The ring bayonet reduced the effectiveness of the Highland charge, but it remained an example of shock tactics, with the key factor being psychological; rather than being an attempt to cut through a solid enemy line, the charge aimed at causing some enemy troops in the opposing line to break ranks before contact, thereby leaving openings which could be exploited to 'roll up' the rest. This happened at the Battle of Tippermuir and the Battle of Falkirk Muir.
The final and least successful use of the Highland charge was in 1746 during the final confrontation of the Jacobite rising of 1745, the Battle of Culloden. The battle pitted the Jacobite forces of Charles Edward Stuart against an army commanded by Prince William, Duke of Cumberland loyal to the British government. The under-nourished and unpaid Jacobite force was badly outnumbered and outgunned by well-trained regular troops who maintained discipline when charged.
To the dismay of his military advisors, Charles Edward Stuart insisted on offering battle to the pursuing army of Cumberland on the open moorland of Culloden with the intention of fighting defensively, a decision that most historians have seen as playing into the hands of the government forces. The Jacobites failed to take advantage of the opportunity of attacking before the enemy had positioned their artillery and were ready for action. Cumberland's artillery bombarded the Jacobite army, which was stationary and exposed, until up to a third of Charles' men were dispersed or made casualties (including a groom decapitated while holding Charles Edward's horse). At this point - and without orders from the by now unnerved Jacobite command - Clan Mackintosh in the centre of the Jacobite line began to charge. Donald Cameron of Lochiel led the Camerons to join them and some other clans followed in a spontaneous, uncoordinated and disorganized charge in which many failed to use their firearms. Despite canister shot and volleys, the charge reached - and in places broke through - the Government front line (though many Highlanders were without targes to protect from bayonets). However, Coehorn mortar shelling and devastating enfilade musket fire from the deeply echeloned government forces killed those who had made a breakthrough, while the others, after suffering heavy casualties, fell back in a retreat that quickly became a rout.

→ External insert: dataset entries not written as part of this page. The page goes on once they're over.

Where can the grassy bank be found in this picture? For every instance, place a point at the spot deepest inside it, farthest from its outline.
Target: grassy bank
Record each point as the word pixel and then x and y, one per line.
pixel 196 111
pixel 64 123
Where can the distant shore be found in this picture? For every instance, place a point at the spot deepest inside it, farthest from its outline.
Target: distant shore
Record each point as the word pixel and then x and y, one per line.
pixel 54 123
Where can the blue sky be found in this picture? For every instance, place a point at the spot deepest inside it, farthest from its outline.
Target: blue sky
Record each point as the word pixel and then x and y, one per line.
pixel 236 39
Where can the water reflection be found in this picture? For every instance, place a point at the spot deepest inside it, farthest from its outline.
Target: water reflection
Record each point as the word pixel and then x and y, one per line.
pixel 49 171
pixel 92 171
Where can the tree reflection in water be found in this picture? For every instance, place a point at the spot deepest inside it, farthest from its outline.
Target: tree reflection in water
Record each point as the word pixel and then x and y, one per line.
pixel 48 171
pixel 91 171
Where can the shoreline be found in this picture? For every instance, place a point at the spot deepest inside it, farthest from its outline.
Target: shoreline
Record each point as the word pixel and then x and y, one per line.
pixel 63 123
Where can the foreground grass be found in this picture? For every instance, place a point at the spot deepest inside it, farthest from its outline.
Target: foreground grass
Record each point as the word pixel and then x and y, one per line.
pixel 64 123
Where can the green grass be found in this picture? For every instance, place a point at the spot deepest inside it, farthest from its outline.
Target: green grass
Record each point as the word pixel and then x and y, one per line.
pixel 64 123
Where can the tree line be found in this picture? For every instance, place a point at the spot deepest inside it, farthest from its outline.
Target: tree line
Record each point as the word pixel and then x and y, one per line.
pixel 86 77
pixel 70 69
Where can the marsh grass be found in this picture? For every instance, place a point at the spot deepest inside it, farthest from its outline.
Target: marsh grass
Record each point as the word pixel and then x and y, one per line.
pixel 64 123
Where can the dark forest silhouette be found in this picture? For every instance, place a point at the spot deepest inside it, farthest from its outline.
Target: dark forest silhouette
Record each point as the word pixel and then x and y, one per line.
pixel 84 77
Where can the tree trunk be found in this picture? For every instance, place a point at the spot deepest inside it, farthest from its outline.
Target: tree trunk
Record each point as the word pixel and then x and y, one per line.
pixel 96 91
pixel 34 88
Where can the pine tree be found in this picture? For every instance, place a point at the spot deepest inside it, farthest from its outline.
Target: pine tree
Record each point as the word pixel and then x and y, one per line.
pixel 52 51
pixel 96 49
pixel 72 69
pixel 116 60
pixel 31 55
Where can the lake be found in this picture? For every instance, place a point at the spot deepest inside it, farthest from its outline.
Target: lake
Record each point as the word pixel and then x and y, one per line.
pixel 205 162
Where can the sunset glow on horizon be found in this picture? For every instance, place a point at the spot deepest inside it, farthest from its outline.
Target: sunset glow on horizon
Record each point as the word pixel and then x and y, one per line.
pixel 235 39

Grady McWhiney argued that, due to a high proportion of Celtic ancestry, Southerners during the American Civil War had a predilection for attack but lacked self-discipline and patience; this led to them repeatedly making reckless attacks that lost battles. He drew comparisons between the battles of Telamon (225 BC), Culloden (1746) and Gettysburg (1863). According to this thesis, the South lost the Civil War because Southerners made risky charges like their Celtic ancestors at a time when the rifled musket had shifted the balance against offense (as shown by the casualties suffered in attacks like Pickett's Charge). Paddy Griffith was the proponent of an almost exactly countervailing view; he contended that lack of discipline among Civil war volunteers on both sides meant that potentially successful shock actions failed due to lack of commitment; rather than pressing assaults home, troops routinely went to ground at about sixty yards from the enemy line or entrenchment and engaged in short range firefights.